So the hemothorax was on the left and the initial white-out was on the right?
 
You'll see that eventually, most likely from a dude who just got radiation and an over aggressive ICU nurse with a NG.

Oh, I've seen holes. Just not holes that have NG tubes that go into the lungs and then back out again through a DIFFERENT hole!
 
wicked!

I just saw a dude who ingested some caustic substance. trached. NJ tube. got a barium swallow which showed a tracheoesophageal fistula. interventional pulm bronched yesterday to eval for stent. found NJ going through fistula, down L mainstem, back in through carina, and BACK into esophagus....insane

That, is F%$&'n insane. In wondering as the tube started and ended in the right place with a detour through a fistula, did it look at all abnormal on upright plain film?
 
Well I might have misunderstood them but I thought they had said L sided apical hematoma. But he was transferred before I came back on that night.
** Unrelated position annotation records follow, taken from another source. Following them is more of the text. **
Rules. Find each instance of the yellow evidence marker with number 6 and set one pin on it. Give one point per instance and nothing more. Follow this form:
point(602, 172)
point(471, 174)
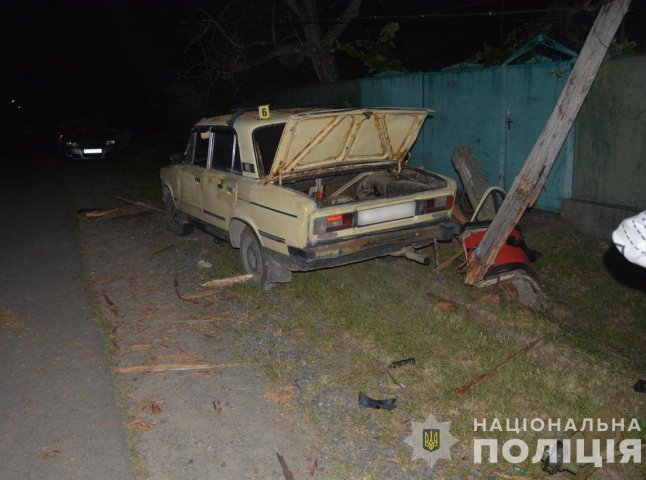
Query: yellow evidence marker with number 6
point(263, 112)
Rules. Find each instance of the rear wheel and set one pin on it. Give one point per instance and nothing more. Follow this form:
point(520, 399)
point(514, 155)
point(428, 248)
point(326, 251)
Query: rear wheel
point(175, 220)
point(253, 259)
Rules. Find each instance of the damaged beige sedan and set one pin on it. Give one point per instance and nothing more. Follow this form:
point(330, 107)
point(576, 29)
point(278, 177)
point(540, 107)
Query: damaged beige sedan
point(308, 189)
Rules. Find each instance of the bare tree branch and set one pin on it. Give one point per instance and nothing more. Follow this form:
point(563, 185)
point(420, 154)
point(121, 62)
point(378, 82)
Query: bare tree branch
point(335, 31)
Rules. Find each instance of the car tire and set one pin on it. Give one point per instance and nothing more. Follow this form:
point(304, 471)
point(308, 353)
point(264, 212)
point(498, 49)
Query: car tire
point(175, 220)
point(253, 259)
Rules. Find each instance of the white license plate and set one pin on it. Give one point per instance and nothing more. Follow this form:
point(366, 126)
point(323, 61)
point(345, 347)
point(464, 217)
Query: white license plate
point(385, 214)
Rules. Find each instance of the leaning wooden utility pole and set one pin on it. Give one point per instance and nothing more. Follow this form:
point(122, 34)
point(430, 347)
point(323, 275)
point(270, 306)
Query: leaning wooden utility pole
point(529, 182)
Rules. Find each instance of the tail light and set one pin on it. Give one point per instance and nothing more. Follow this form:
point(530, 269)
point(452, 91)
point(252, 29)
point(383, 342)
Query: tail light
point(333, 223)
point(431, 205)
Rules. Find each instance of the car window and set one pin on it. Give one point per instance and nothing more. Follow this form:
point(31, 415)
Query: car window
point(187, 157)
point(225, 151)
point(201, 148)
point(265, 141)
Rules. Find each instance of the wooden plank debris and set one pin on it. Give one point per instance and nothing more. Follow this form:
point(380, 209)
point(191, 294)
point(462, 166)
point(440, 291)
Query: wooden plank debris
point(179, 295)
point(475, 183)
point(200, 294)
point(529, 182)
point(173, 367)
point(141, 204)
point(227, 282)
point(469, 387)
point(92, 214)
point(283, 465)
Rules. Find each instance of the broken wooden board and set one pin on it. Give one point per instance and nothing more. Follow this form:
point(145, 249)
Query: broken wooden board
point(475, 183)
point(227, 282)
point(469, 387)
point(173, 367)
point(528, 184)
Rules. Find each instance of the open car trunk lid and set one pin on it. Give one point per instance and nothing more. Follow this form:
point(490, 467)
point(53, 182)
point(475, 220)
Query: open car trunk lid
point(338, 138)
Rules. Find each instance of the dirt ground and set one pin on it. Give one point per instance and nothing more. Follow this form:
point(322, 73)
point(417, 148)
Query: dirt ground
point(282, 369)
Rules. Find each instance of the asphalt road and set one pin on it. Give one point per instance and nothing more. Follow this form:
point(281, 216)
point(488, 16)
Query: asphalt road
point(58, 414)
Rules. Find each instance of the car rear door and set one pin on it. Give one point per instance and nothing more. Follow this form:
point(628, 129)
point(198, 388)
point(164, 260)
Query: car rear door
point(220, 180)
point(192, 171)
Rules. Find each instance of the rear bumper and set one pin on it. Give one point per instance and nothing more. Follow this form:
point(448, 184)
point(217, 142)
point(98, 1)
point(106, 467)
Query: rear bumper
point(110, 151)
point(360, 248)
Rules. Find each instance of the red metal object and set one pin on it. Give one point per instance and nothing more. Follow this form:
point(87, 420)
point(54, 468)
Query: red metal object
point(514, 255)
I'm not doubting your veracity here. Stranger things happen to patients in medicine . . . I just can't get all the pieces put together satisfactorily in my mind

I think the real take home message about vent dyssynchrony . . . if they are so dyssynchronous they are trying to kill themselves, paralyze them, use ketamine to knock them out if you're worried blood pressure won't allow benzos. In a patient with bad COPD and dyssynchronicity, I think you paralyze and disconnect the vent, let all the air that wants out, out, reattach and hope that helps with any obstructive shock that may be going on. I think you bronch the white out before your chest tube it, especially if the shift is TOWARDS the whiteout.

I can't put the big hemothorax on the otherside of the white out into the context here. You'd think an 1800cc hemothorax would be visible on chest film.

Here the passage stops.